Just hours after tech journalist and noted leakster, Evan Blass (aka @evleaks), tweeted about Google’s planned ‘Pixel-branded’ smartwatch, reports seem to suggest that the tech giant may actually be working on as many as three such devices, not just one.
According to German site WinFuture, the three devices are under development, and have been codenamed ‘Ling’, Triton’ and Sardine’. There’s no further info about them at the moment, but the publication speculates that all three might be based on Qualcomm’s Snapdragon Wear 3100 platform, which comes with a quad-core ARM Cortex-A7 CPU and an Adreno 304 GPU.
Earlier in the day, Blass tweeted about ‘a reliable source’ telling him ‘with high confidence’ that Google will launch a Wear OS smartwatch alongside the Pixel 3 and Pixel 3 XL at the company’s annual hardware launch event this fall.
As reports have already suggested over the past several weeks, Google is expected to unveil its third-generation Pixel handsets later this year, and information about the upcoming smartphones have already started trickling in.
The name ‘Pixel 3’ was spotted within the AOSP source code back in March, which is possibly as good a clue as any that Google is indeed working on what’s expected to be the successors to the Pixel 2 and Pixel 2 XL.

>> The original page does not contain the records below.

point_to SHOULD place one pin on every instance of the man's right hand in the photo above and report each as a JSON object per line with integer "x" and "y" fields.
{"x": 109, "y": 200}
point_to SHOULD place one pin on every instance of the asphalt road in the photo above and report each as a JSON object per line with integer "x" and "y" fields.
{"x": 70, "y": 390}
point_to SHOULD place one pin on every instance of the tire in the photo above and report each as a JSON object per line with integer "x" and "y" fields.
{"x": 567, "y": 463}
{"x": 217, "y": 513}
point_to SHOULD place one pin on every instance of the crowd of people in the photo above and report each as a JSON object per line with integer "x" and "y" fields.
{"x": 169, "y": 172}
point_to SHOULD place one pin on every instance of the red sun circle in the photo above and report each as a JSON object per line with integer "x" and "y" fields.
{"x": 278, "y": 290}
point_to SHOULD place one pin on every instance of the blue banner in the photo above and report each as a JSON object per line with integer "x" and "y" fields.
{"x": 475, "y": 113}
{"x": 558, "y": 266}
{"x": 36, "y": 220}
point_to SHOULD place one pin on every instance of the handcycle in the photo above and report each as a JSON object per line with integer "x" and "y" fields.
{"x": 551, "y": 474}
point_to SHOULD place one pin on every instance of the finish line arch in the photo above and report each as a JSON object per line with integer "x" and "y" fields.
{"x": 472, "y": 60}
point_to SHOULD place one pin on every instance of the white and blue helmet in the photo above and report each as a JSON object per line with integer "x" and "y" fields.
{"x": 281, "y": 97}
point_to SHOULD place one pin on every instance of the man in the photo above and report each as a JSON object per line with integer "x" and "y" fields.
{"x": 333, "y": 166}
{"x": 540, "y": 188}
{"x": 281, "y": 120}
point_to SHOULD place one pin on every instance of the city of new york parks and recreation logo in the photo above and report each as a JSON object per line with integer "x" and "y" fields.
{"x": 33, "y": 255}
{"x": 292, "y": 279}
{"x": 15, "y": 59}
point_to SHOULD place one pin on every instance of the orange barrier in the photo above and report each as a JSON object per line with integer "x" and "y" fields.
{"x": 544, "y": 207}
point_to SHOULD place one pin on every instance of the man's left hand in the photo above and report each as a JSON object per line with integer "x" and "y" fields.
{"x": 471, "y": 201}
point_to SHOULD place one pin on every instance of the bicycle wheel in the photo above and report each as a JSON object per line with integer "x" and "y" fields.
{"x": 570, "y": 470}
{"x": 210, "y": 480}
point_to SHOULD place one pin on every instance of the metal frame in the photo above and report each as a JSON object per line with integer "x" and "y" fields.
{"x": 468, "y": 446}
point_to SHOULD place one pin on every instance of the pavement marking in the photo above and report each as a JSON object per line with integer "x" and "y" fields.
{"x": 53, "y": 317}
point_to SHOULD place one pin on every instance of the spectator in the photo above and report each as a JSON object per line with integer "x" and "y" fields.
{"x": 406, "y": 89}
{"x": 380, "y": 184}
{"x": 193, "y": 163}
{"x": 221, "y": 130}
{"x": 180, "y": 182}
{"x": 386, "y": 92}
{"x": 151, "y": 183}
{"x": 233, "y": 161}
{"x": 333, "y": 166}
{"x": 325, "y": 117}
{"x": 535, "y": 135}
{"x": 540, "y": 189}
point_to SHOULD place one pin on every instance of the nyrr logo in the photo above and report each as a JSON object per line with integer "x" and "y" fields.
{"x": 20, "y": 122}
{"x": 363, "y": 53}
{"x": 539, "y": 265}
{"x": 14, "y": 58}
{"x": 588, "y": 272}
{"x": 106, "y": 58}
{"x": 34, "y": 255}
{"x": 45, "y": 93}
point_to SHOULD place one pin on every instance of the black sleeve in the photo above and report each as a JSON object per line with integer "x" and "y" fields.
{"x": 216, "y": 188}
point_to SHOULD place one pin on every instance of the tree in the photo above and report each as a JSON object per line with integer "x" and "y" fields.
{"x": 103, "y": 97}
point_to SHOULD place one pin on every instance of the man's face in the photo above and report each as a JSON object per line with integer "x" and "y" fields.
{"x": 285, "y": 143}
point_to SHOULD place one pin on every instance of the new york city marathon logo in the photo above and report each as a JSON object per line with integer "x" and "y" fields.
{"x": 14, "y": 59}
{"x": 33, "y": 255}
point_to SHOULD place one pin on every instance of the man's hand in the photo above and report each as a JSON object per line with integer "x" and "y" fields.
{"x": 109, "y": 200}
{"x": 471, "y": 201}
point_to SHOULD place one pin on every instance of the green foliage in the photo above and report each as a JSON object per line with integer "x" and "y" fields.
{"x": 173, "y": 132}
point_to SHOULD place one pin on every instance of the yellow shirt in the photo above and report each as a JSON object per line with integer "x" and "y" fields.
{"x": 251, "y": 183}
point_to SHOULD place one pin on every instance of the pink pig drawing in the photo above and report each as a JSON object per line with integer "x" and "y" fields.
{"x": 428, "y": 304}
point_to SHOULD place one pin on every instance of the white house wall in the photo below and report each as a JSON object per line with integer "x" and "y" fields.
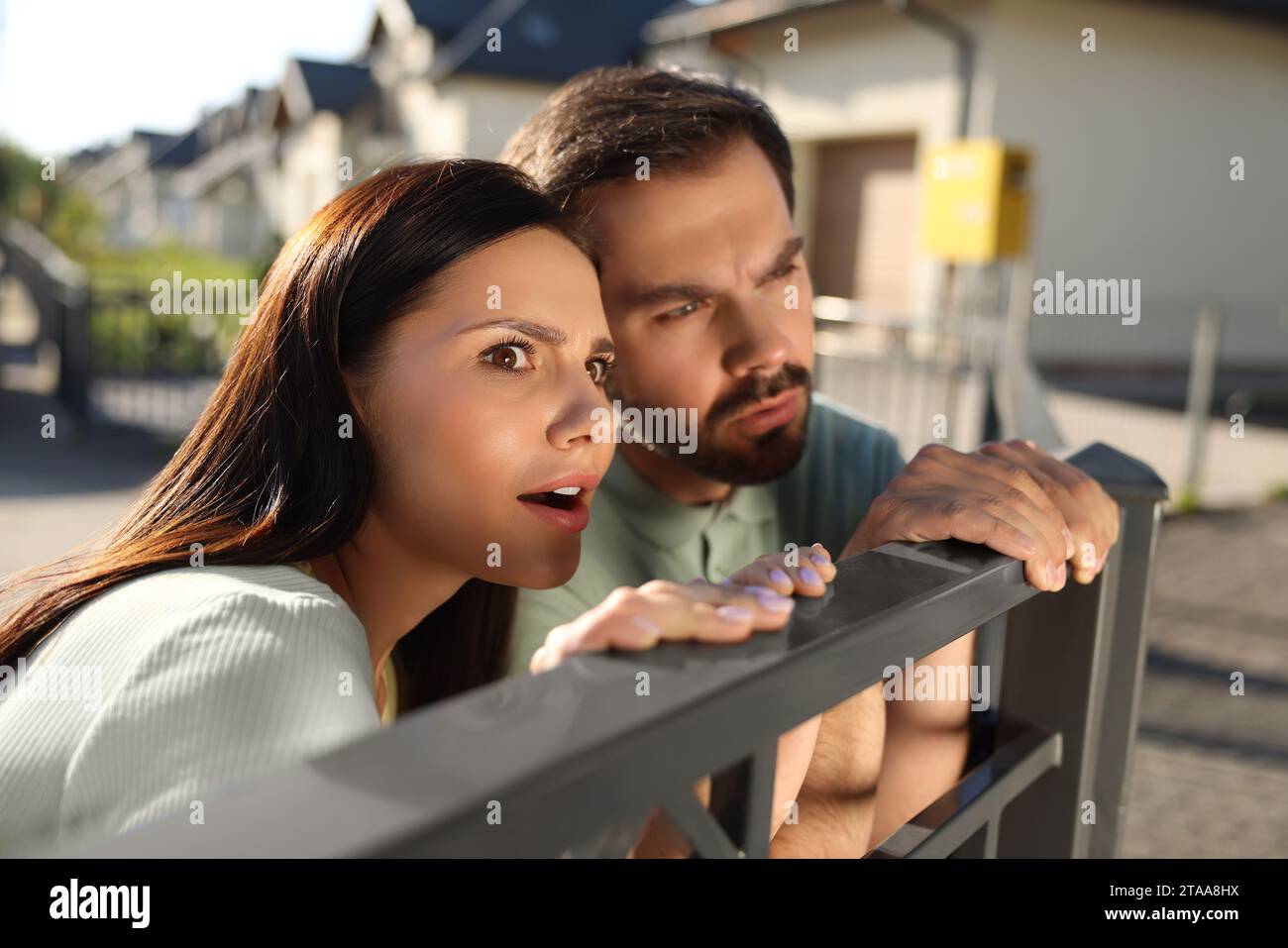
{"x": 1131, "y": 175}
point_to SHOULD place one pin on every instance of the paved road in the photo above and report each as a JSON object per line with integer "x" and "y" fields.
{"x": 1211, "y": 776}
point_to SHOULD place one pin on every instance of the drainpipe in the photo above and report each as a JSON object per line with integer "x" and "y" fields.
{"x": 958, "y": 37}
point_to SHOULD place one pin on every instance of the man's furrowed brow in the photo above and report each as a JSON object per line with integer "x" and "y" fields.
{"x": 546, "y": 334}
{"x": 786, "y": 256}
{"x": 668, "y": 292}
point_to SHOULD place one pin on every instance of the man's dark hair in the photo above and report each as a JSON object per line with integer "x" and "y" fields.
{"x": 599, "y": 123}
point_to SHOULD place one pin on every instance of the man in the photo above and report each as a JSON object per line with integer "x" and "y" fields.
{"x": 686, "y": 188}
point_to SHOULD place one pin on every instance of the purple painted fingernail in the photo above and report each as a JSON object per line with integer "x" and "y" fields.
{"x": 777, "y": 603}
{"x": 645, "y": 623}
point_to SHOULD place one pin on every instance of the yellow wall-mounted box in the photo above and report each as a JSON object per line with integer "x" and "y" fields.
{"x": 975, "y": 200}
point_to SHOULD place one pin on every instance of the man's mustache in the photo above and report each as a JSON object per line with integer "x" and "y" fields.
{"x": 758, "y": 388}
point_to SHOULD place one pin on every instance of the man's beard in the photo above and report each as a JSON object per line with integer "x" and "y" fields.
{"x": 758, "y": 460}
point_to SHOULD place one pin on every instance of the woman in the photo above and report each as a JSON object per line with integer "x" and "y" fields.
{"x": 400, "y": 437}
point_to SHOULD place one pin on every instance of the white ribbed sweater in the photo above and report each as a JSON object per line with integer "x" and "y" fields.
{"x": 209, "y": 675}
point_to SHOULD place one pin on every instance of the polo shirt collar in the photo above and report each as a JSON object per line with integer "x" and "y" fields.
{"x": 666, "y": 522}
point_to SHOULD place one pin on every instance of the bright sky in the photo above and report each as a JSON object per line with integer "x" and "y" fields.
{"x": 77, "y": 72}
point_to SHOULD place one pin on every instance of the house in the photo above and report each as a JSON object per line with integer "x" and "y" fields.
{"x": 228, "y": 187}
{"x": 132, "y": 185}
{"x": 1133, "y": 112}
{"x": 463, "y": 75}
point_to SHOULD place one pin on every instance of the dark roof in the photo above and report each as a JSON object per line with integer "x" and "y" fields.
{"x": 546, "y": 40}
{"x": 335, "y": 86}
{"x": 445, "y": 17}
{"x": 179, "y": 154}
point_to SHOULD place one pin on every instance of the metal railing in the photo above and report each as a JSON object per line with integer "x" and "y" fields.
{"x": 117, "y": 361}
{"x": 571, "y": 762}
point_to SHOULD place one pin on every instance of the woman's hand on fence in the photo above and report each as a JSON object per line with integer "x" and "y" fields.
{"x": 639, "y": 618}
{"x": 803, "y": 571}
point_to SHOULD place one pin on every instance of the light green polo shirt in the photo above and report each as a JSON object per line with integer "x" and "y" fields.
{"x": 638, "y": 533}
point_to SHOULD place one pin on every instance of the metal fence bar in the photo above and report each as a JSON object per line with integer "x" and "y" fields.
{"x": 572, "y": 750}
{"x": 967, "y": 814}
{"x": 1068, "y": 662}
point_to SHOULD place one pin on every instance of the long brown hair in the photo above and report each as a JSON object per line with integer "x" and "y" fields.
{"x": 263, "y": 478}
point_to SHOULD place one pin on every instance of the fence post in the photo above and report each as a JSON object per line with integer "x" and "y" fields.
{"x": 1198, "y": 398}
{"x": 1073, "y": 664}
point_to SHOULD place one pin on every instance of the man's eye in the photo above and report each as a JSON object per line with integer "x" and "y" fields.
{"x": 597, "y": 369}
{"x": 687, "y": 309}
{"x": 509, "y": 356}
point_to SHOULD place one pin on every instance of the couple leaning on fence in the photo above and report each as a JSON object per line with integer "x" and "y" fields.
{"x": 387, "y": 459}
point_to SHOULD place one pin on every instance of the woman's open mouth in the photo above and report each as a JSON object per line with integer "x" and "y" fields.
{"x": 563, "y": 507}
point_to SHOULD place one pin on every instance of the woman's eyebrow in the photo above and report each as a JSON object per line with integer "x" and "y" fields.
{"x": 546, "y": 334}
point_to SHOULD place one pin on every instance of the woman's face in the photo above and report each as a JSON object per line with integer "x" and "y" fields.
{"x": 484, "y": 406}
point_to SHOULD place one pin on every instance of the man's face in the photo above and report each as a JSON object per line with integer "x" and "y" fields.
{"x": 708, "y": 301}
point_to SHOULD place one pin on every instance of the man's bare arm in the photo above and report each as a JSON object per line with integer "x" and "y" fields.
{"x": 836, "y": 802}
{"x": 926, "y": 745}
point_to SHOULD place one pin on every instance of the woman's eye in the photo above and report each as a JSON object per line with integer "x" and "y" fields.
{"x": 509, "y": 357}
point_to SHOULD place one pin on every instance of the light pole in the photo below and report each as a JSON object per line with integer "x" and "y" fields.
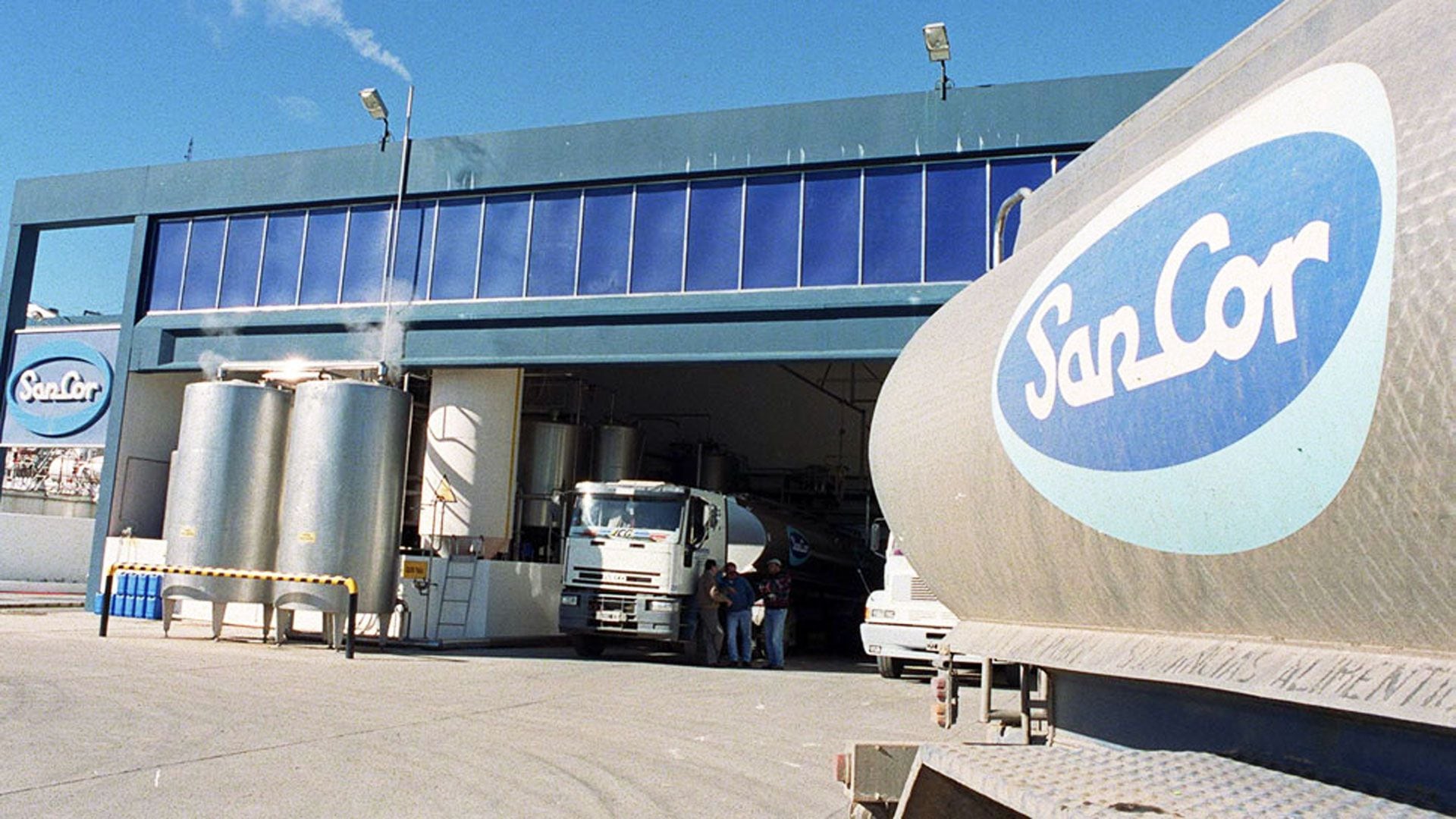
{"x": 938, "y": 46}
{"x": 375, "y": 104}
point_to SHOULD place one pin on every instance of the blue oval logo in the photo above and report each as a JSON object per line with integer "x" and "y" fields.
{"x": 1197, "y": 368}
{"x": 60, "y": 388}
{"x": 1204, "y": 314}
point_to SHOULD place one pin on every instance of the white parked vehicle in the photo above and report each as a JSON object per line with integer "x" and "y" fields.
{"x": 905, "y": 623}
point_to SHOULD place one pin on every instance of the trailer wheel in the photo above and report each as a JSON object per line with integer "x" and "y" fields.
{"x": 587, "y": 646}
{"x": 890, "y": 668}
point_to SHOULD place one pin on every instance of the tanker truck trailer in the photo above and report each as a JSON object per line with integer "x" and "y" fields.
{"x": 1188, "y": 458}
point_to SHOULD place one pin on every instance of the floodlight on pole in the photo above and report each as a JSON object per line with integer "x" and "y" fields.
{"x": 375, "y": 104}
{"x": 938, "y": 47}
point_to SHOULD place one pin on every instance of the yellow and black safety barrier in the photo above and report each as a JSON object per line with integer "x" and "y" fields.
{"x": 237, "y": 573}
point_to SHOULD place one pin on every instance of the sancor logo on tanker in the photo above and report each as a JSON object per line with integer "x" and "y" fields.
{"x": 1209, "y": 346}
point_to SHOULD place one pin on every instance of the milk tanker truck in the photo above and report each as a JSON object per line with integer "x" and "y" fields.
{"x": 635, "y": 550}
{"x": 1188, "y": 458}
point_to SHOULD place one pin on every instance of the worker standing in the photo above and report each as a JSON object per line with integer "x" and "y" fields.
{"x": 775, "y": 592}
{"x": 740, "y": 615}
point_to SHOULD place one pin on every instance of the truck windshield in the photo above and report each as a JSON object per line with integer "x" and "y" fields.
{"x": 613, "y": 515}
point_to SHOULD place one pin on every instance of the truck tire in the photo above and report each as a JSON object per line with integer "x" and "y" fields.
{"x": 890, "y": 668}
{"x": 587, "y": 646}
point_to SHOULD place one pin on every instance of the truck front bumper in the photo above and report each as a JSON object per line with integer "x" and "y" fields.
{"x": 613, "y": 614}
{"x": 902, "y": 642}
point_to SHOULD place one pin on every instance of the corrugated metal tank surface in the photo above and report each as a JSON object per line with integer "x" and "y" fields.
{"x": 548, "y": 464}
{"x": 618, "y": 453}
{"x": 343, "y": 493}
{"x": 223, "y": 488}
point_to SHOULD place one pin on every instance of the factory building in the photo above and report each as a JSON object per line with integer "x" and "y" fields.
{"x": 711, "y": 299}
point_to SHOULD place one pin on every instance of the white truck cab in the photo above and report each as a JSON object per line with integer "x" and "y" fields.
{"x": 905, "y": 623}
{"x": 634, "y": 554}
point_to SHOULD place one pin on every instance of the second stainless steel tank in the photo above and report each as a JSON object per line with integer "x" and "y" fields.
{"x": 343, "y": 493}
{"x": 618, "y": 453}
{"x": 548, "y": 463}
{"x": 223, "y": 488}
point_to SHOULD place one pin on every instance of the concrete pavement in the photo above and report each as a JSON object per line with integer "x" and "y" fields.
{"x": 140, "y": 725}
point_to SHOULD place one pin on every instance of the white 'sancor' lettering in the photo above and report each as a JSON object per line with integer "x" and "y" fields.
{"x": 72, "y": 387}
{"x": 1085, "y": 378}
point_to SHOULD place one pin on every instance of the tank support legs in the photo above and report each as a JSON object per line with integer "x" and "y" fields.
{"x": 284, "y": 626}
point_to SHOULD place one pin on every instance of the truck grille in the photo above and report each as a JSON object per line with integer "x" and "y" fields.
{"x": 584, "y": 577}
{"x": 921, "y": 592}
{"x": 617, "y": 611}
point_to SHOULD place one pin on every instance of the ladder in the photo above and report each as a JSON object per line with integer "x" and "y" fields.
{"x": 455, "y": 602}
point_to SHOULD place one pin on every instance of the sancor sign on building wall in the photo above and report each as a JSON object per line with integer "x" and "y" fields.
{"x": 58, "y": 388}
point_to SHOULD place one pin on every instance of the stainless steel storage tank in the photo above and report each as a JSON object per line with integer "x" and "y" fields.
{"x": 548, "y": 463}
{"x": 717, "y": 468}
{"x": 343, "y": 493}
{"x": 223, "y": 488}
{"x": 618, "y": 453}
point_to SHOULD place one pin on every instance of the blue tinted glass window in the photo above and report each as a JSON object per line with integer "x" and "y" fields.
{"x": 245, "y": 246}
{"x": 554, "y": 243}
{"x": 657, "y": 238}
{"x": 956, "y": 222}
{"x": 281, "y": 254}
{"x": 1006, "y": 177}
{"x": 503, "y": 254}
{"x": 364, "y": 257}
{"x": 832, "y": 228}
{"x": 892, "y": 224}
{"x": 322, "y": 257}
{"x": 457, "y": 246}
{"x": 714, "y": 219}
{"x": 166, "y": 265}
{"x": 417, "y": 231}
{"x": 770, "y": 232}
{"x": 204, "y": 259}
{"x": 606, "y": 228}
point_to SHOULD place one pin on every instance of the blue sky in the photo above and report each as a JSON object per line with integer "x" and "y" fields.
{"x": 95, "y": 85}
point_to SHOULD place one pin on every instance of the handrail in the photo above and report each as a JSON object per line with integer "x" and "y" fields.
{"x": 237, "y": 573}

It’s worth noting here that there’s not a whole lot of info right now about the hardware specs, software features, pricing or availability of any of the upcoming devices, but at least one Forbes contributor seems to to believe that the upcoming Pixel handsets will be ‘expensive’, although, there’s no source cited for that assertion.
Alongside the Pixel 3, Pixel 3 XL and the Wear OS devices, Google is also expected to launch its second-gen Pixel Buds at the event. They will certainly not be the showstoppers, but it will be interesting to see how well the company will be able to address some of the issues that stopped the first-gen devices from becoming as popular as the Apple EarPods. Making them totally wireless will certainly be a start.